China's domestic consumption, or household expenditure, is one of the lowest in the world and makes up 34% of its economy. This is compared to 72% in the US, 66% in the UK, and 61% in Japan. On the other hand, China's investment is one of the highest in the world and makes up 48% of its economy, compared to 15% in the US, 14% in the UK, and 20% in Japan.
China is attempting to rebalance their economy away from investment and into more consumption. One sector benefiting from that policy has been real estate. However as more stories of ghost cities and empty tower blocks begin to percolate out of the country, one wonders has the real estate sector been propped up to help with this rebalancing act and to cushion their decreasing GDP growth numbers.
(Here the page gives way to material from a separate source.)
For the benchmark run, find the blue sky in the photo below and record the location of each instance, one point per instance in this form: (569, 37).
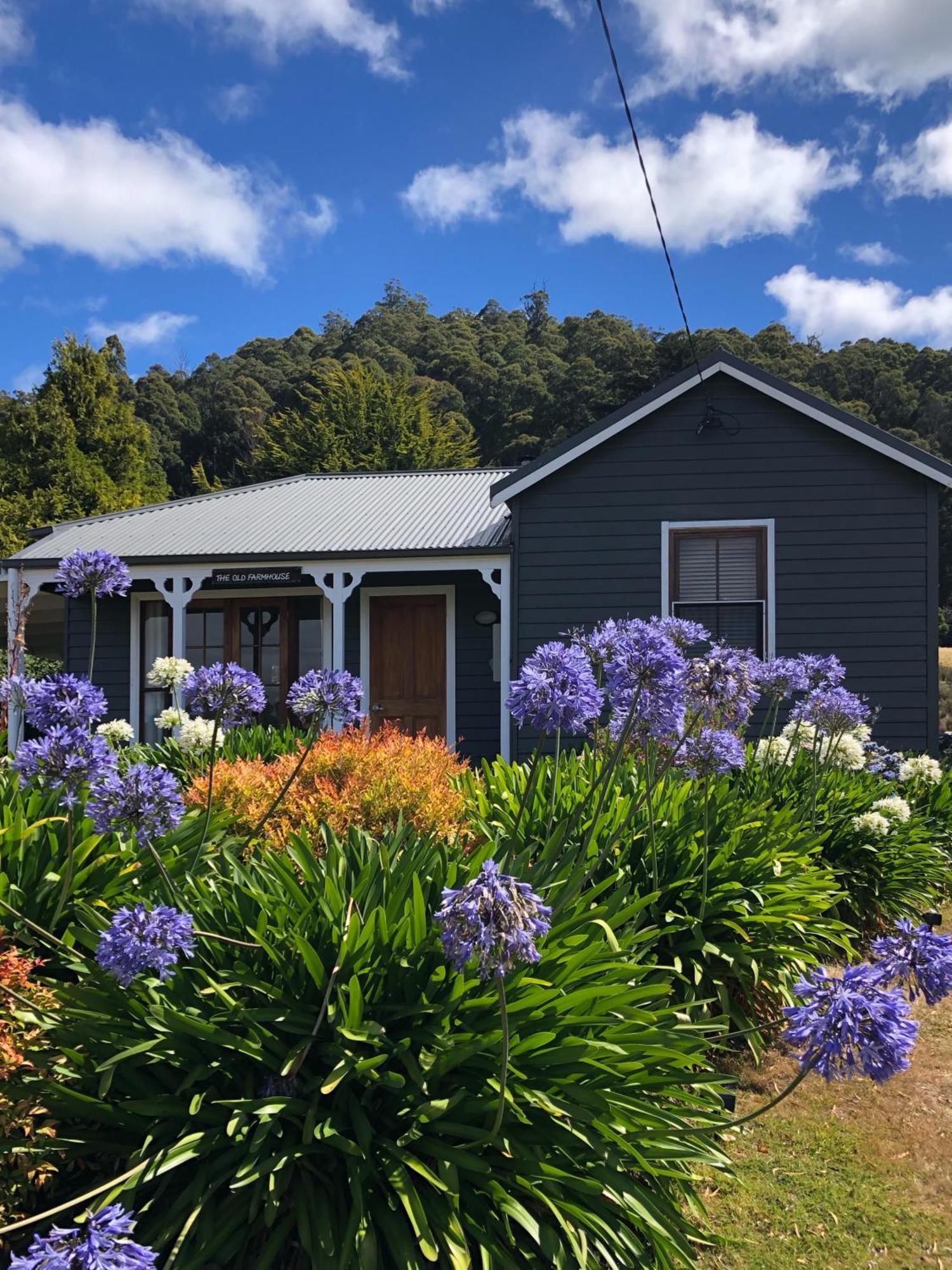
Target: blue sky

In most markets a property bubble will eventually get found out and it results in a crash. It's not the most efficient of markets as people do not act rationally, but eventually the truth catches up with them. China has a unique market structure. Its Government is centralized and communist, however they like to portray that their commerce is open and free. This is far from reality. The financial system and most large corporations are controlled by the Government, either directly or indirectly. Local Governments rely on property developers for up to 25% of their income from land sales. Most of the large property developers are either Government controlled, or get financed through State Banks. Therefore the continued building and oversupply of property into the market is being sanctioned and supported by the Government.
The motives for such an oversupply of property development could range from propping up the GDP growth rates, to a belief that mass urbanization will accelerate. The former is a more likely explanation given that some ghost cities built up to five years ago remain practically vacant. Another factor to consider is the Chinese demand for property for investment purposes. 41% of Chinese household wealth is in urban housing stock, versus 26% in the US. The Chinese view real estate as a good store of long term wealth, but how long can they hold that same viewpoint if they own an empty apartment for ten years?
Could an imploding property crash in China cause the third international tsunami, following on the heels of the Banking Crisis and the Euro Sovereign Debt Crisis? A property price correction maybe better insulated in China compared to what happened in the US, as most Chinese investors use large down-payments and are not over-levered. This may insulate the banks that lent the money, but it may not appease a family knowing that they lost half their investment due to tumbling property prices. Whatever the outcome, be it political, social, economic, or all three, the repercussions could be severe and reverberate worldwide.